O guião inclui pretextos ainda para referir novas tecnologias, como reconhecimento facial e a lembrança de grandes figuras da música, cinema e arte mexicana como Cantinflas e Frida Khalo. Há outras evocações, como o cenário de Metropolis, o filme de Fritz Lang de 1927. Não reparei que o filme incluísse qualquer referência ou símbolo religioso, mantendo-se num patamar de fantasia de certo modo pagão ou, talvez melhor ainda, ecuménico.
Vejo Coco como uma expressão artística do World Values Survey (WVS), que já aqui referi várias vezes. Ao longo dos anos, o WVS tem demonstrado que as crenças (beliefs) das pessoas têm um papel no desenvolvimento económico, na emergência e desenvolvimento de instituições democráticas, na igualdade de género, e como contributo para que as sociedades tenham governação eficaz.
Os inquéritos de WVS feitos em muitos países procuram determinar onde é que as sociedades se colocam no que respeita às dicotomias Valores Tradicionais vs. Valores Seculares-Racionais e Valores de Sobrevivência vs. Valores de Auto-Expressão. O resultado é resumido no Mapa Global Cultural e mostra como muitas sociedades se colocam nestas duas dimensões. Indo de baixo para cima, há o movimento dos valores Tradicionais para os Seculares-Racionais e indo da esquerda para a direita, o movimento dos valores de Sobrevivência para os de Auto-Expressão.
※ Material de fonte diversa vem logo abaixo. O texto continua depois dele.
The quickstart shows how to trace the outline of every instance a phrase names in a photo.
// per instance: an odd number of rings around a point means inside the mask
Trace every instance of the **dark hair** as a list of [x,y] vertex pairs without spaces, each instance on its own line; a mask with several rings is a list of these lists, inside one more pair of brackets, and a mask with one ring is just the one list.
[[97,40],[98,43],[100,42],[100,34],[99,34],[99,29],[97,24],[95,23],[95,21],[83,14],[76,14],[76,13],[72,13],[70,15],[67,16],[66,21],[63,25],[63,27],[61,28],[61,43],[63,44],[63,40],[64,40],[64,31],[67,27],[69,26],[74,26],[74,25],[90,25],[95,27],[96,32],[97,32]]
Os valores Tradicionais enfatizam a importância da religião, relações pais-filhos, deferência pela autoridade e valores tradicionais da família. Os valores Seculares-Racionais são o oposto dos anteriores. Os valores de Sobrevivência colocam a ênfase na segurança económica e física, estando ligados a uma visão de certo modo etnocêntrica como baixos níveis de tolerância e confiança. Os valores de Auto-Expressão colocam a prioridade na proteção ambiental, crescente tolerância em relação aos estrangeiros, orientação sexual e crescente exigência de participação nos processos de decisão da vida económica e política.
O gráfico revela que o México é uma sociedade ainda muito impregnada pelos valores Tradicionais e de Sobrevivência, tal como refletido no filme Coco, embora no que respeita à auto-expressão apresente um valor superior ao de Portugal, que ocupa o exato centro. Não se distingue em nenhuma das dimensões, como por exemplo a Suécia, que apresenta o maior índice nos valores Seculares-Racionais e de Auto-Expressão.